[파이썬] nltk 텍스트 클러스터링

In natural language processing (NLP), text clustering is the task of grouping similar documents together based on their content. This technique can be useful for various applications, such as document organization, information retrieval, and recommendation systems.

In this blog post, we will explore how to perform text clustering using the Natural Language Toolkit (NLTK) library in Python. NLTK is a popular library for NLP tasks, providing a wide range of functionalities and algorithms.

Installing the NLTK library

Before we get started, make sure you have NLTK installed on your machine. You can install it using pip:

pip install nltk

Once NLTK is installed, we need to download some additional resources, such as stopwords and punkt tokenizer. We can do this by running the following code:

import nltk

nltk.download('stopwords')
nltk.download('punkt')

Preprocessing the text data

To perform text clustering, we first need to preprocess the text data. This involves cleaning and transforming the raw text into a format suitable for clustering.

The preprocessing steps typically include:

  1. Tokenization: Splitting the text into individual words or tokens.
  2. Lowercasing: Converting the text to lowercase to ensure case-insensitive clustering.
  3. Stopword removal: Removing common words that do not carry much information, such as “the” and “is”.
  4. Stemming or Lemmatization: Reducing words to their base or root form to handle different word variations.

Let’s see an example of how to preprocess the text data using NLTK:

from nltk.corpus import stopwords
from nltk.tokenize import word_tokenize
from nltk.stem import PorterStemmer

# Define stopwords and stemmer
stopwords = set(stopwords.words('english'))
stemmer = PorterStemmer()

# Example text
text = "This is an example sentence for text clustering."

# Tokenize the text
tokens = word_tokenize(text)

# Remove stopwords and perform stemming
filtered_tokens = [stemmer.stem(token.lower()) for token in tokens if token.lower() not in stopwords]

print(filtered_tokens)

The output of this code will be:

['exampl', 'sentenc', 'text', 'cluster']

Vectorizing the text data

After preprocessing the text data, we need to represent each document as a numerical vector. This allows us to apply clustering algorithms that operate on numerical data.

One popular approach for text vectorization is term frequency-inverse document frequency (TF-IDF). This technique calculates a score that represents how important a word is to a document in a collection.

NLTK provides a TfidfVectorizer class that can be used to perform TF-IDF vectorization. Here’s an example:

from nltk.corpus import stopwords
from nltk.tokenize import word_tokenize
from sklearn.feature_extraction.text import TfidfVectorizer

# Define stopwords
stopwords = set(stopwords.words('english'))

# Example documents
documents = [
    "This is the first document.",
    "This document is the second document.",
    "And this is the third one.",
    "Is this the first document?"    
]

# Perform vectorization
vectorizer = TfidfVectorizer(stop_words=stopwords)
vectors = vectorizer.fit_transform(documents)

print(vectors.toarray())

The output of this code will be a matrix where each row represents a document and each column represents a unique word:

[[0.51785612 0.39782911 0.51785612 0.39782911 0.         0.51785612]
 [0.51785612 0.39782911 0.51785612 0.39782911 0.70710678 0.51785612]
 [0.51785612 0.39782911 0.51785612 0.39782911 0.         0.51785612]
 [0.51785612 0.39782911 0.51785612 0.39782911 0.70710678 0.51785612]]

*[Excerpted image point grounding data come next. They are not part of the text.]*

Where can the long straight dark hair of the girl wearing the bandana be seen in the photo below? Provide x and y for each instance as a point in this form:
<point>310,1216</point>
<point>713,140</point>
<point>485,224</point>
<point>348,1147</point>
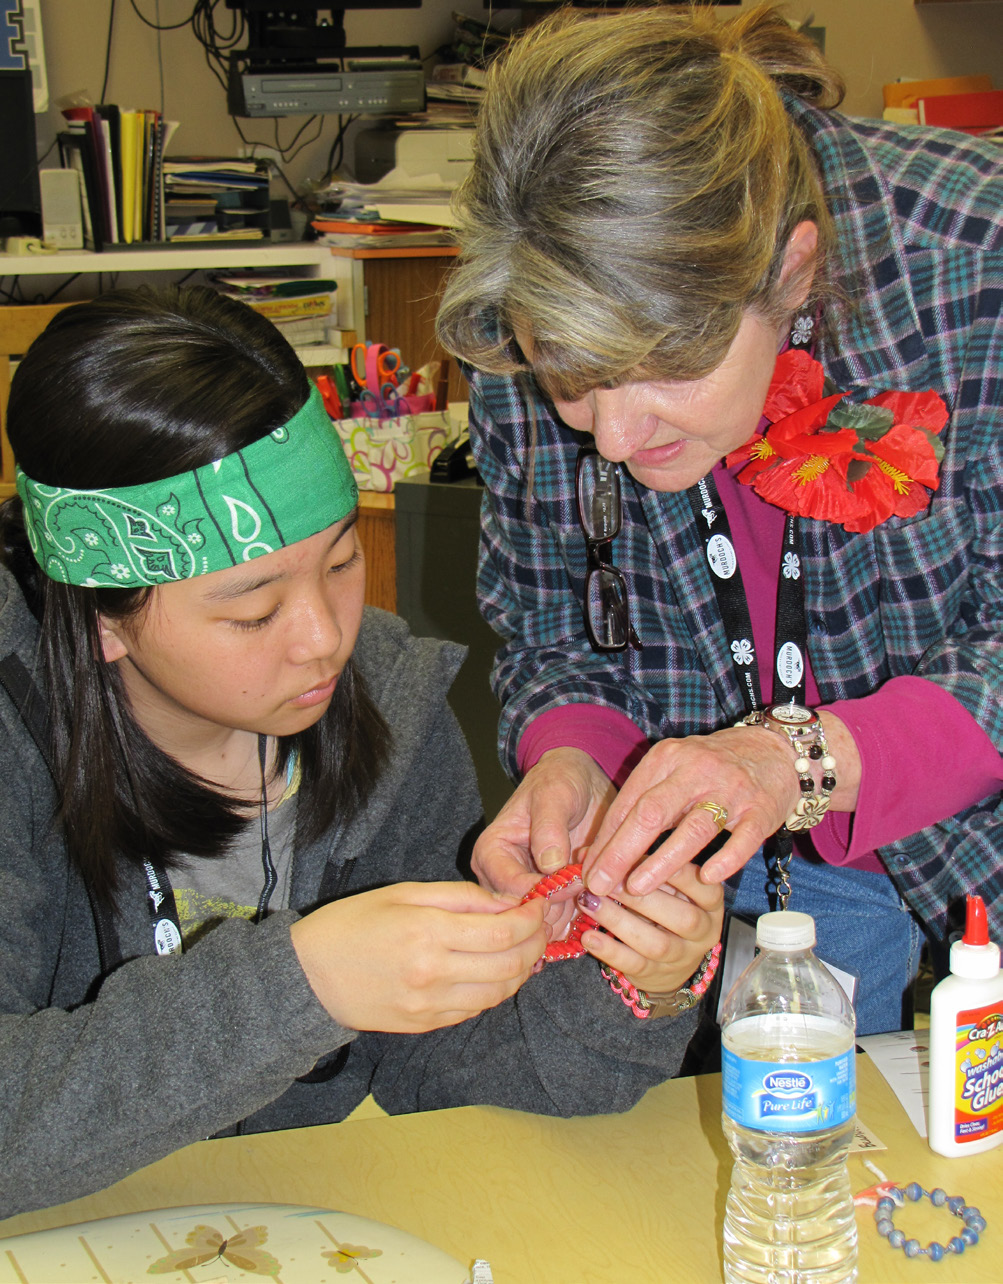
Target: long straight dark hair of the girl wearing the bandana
<point>134,387</point>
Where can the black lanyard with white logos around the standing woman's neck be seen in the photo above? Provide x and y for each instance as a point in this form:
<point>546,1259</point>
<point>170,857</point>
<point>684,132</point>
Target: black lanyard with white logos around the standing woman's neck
<point>790,641</point>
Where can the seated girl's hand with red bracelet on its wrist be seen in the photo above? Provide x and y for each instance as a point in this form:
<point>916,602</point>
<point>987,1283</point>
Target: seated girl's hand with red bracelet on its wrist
<point>658,941</point>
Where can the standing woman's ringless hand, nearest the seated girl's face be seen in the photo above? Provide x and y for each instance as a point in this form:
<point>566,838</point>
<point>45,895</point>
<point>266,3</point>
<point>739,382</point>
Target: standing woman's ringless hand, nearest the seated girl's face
<point>548,824</point>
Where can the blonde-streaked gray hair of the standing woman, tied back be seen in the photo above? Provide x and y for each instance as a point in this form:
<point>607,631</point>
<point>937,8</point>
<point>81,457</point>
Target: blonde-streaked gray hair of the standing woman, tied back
<point>636,182</point>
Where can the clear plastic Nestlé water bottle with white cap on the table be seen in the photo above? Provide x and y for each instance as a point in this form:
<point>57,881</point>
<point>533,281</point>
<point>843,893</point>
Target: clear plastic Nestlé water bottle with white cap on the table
<point>790,1101</point>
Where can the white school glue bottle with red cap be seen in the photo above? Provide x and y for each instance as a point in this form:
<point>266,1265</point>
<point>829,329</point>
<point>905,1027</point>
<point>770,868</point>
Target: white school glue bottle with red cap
<point>966,1045</point>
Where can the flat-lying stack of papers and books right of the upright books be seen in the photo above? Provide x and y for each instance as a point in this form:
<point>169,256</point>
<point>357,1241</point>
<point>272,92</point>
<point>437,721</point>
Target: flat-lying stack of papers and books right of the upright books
<point>216,198</point>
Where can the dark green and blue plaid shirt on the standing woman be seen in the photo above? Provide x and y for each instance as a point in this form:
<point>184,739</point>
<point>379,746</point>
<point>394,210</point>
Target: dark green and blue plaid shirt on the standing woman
<point>921,257</point>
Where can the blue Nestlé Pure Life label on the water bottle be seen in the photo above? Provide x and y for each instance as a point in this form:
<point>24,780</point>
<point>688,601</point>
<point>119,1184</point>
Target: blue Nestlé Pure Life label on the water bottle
<point>816,1092</point>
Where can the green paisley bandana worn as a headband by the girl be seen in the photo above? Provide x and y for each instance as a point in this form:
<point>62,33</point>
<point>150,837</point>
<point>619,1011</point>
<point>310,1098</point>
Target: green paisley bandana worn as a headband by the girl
<point>288,486</point>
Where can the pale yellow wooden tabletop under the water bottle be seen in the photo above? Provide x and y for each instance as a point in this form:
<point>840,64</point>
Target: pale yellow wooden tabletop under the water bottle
<point>615,1200</point>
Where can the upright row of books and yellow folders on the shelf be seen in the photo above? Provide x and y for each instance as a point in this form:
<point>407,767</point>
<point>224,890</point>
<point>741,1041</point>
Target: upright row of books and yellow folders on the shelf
<point>119,155</point>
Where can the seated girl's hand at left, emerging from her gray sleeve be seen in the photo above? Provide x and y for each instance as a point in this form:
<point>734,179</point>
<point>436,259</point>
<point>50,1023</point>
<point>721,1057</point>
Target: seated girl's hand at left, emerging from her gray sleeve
<point>417,957</point>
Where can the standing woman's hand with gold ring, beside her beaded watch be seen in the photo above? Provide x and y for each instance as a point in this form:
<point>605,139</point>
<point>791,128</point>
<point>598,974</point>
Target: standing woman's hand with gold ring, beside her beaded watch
<point>747,771</point>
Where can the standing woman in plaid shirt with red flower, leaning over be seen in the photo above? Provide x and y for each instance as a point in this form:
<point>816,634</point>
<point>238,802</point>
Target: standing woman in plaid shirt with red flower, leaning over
<point>735,368</point>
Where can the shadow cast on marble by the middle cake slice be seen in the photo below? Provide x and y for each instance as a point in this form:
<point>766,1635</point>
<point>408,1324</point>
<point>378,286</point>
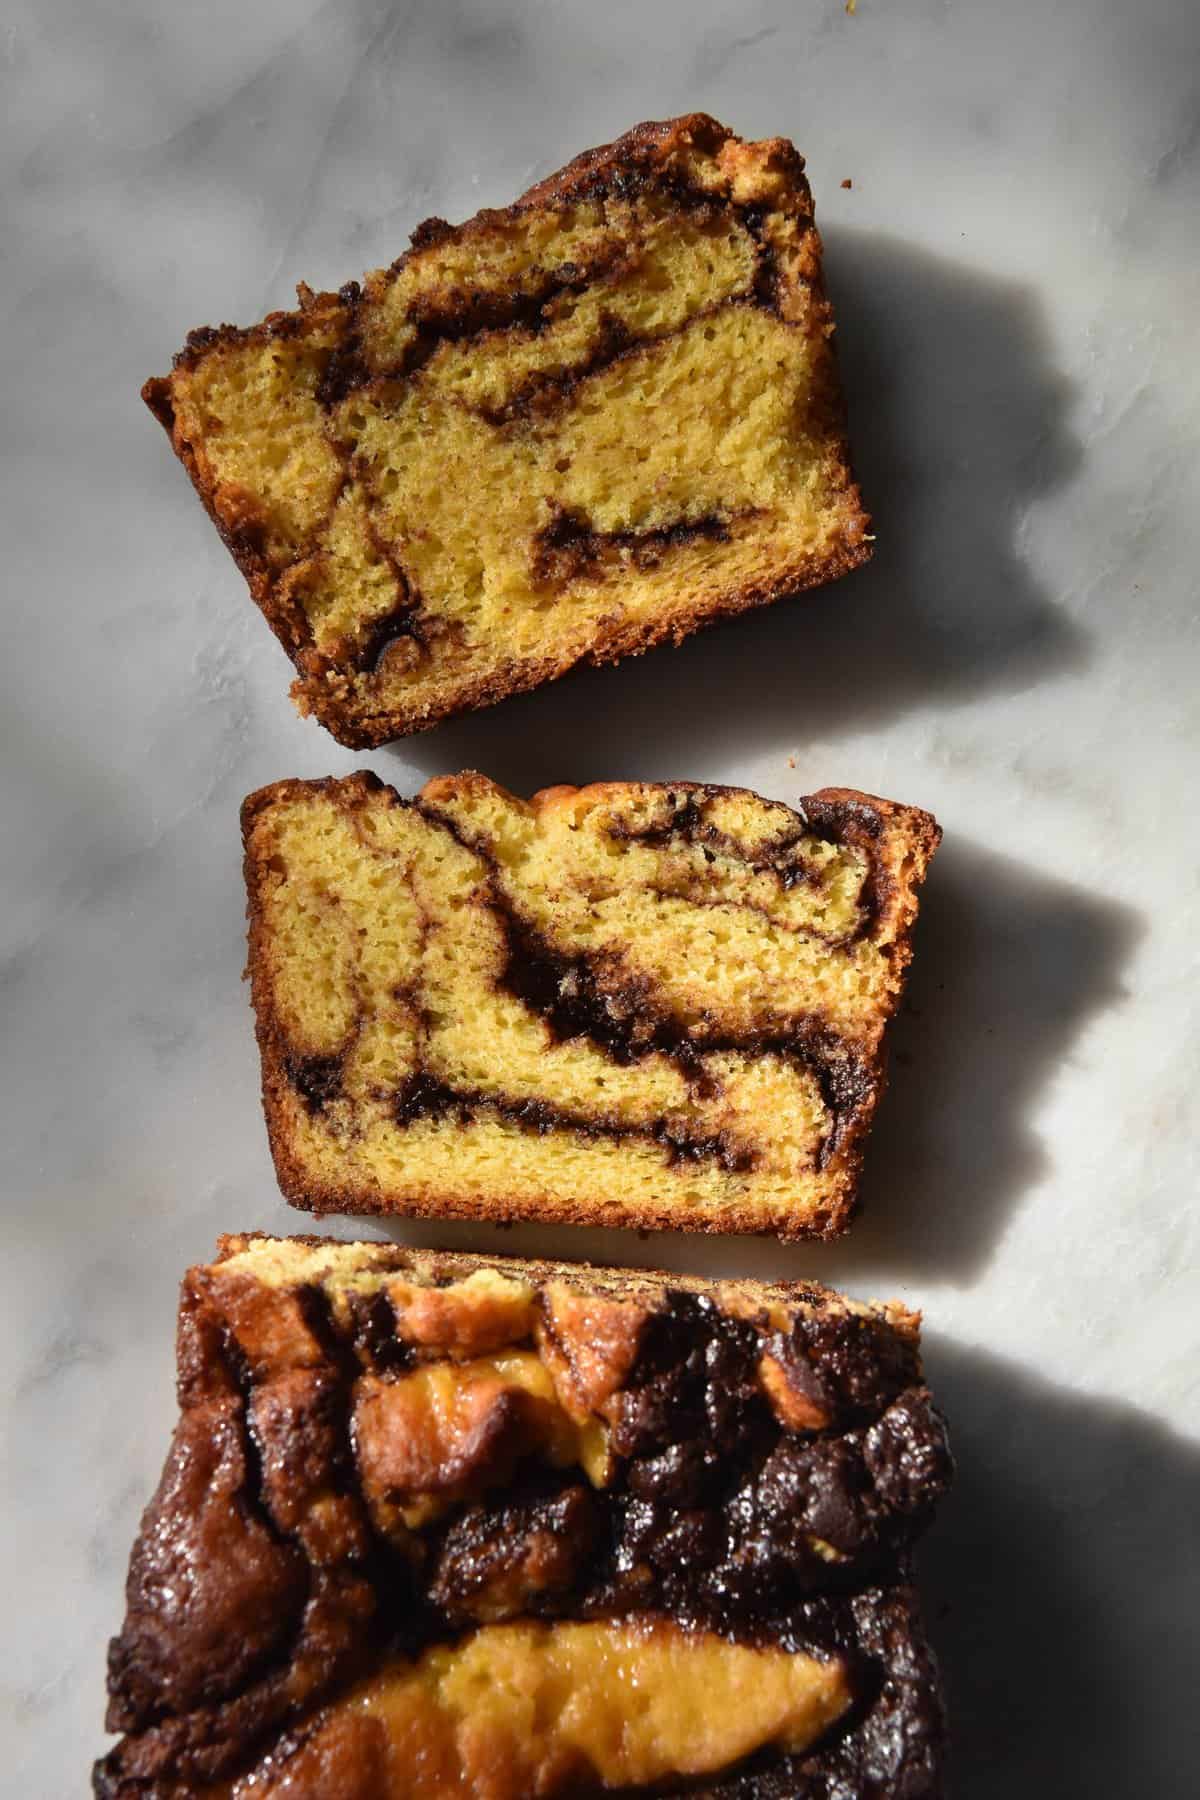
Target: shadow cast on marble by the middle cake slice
<point>1010,967</point>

Applying clustering algorithms

Once we have the vectorized representation of the text data, we can apply various clustering algorithms to group similar documents together.

NLTK provides an implementation of the k-means clustering algorithm, which is widely used for text clustering. Here’s an example of how to use it:

from nltk.cluster import KMeansClusterer

# Example vectors (from the previous section)
vectors = [[0.51785612, 0.39782911, 0.51785612, 0.39782911, 0.0, 0.51785612],
           [0.51785612, 0.39782911, 0.51785612, 0.39782911, 0.70710678, 0.51785612],
           [0.51785612, 0.39782911, 0.51785612, 0.39782911, 0.0, 0.51785612],
           [0.51785612, 0.39782911, 0.51785612, 0.39782911, 0.70710678, 0.51785612]]

# Define the number of clusters
num_clusters = 2

# Perform clustering
clusterer = KMeansClusterer(num_clusters, distance=nltk.cluster.util.cosine_distance)
clusters = clusterer.cluster(vectors, assign_clusters=True)

print(clusters)

The output of this code will be a list of cluster assignments for each document:

[1, 1, 1, 0]

Conclusion

In this blog post, we learned how to perform text clustering using NLTK in Python. We covered the preprocessing steps to clean and transform the text data, vectorized the documents using TF-IDF, and applied the k-means clustering algorithm.

Text clustering is a powerful technique that can help in organizing and extracting insights from large collections of text data. With NLTK’s handy functionalities, it becomes easier to implement and experiment with different clustering approaches.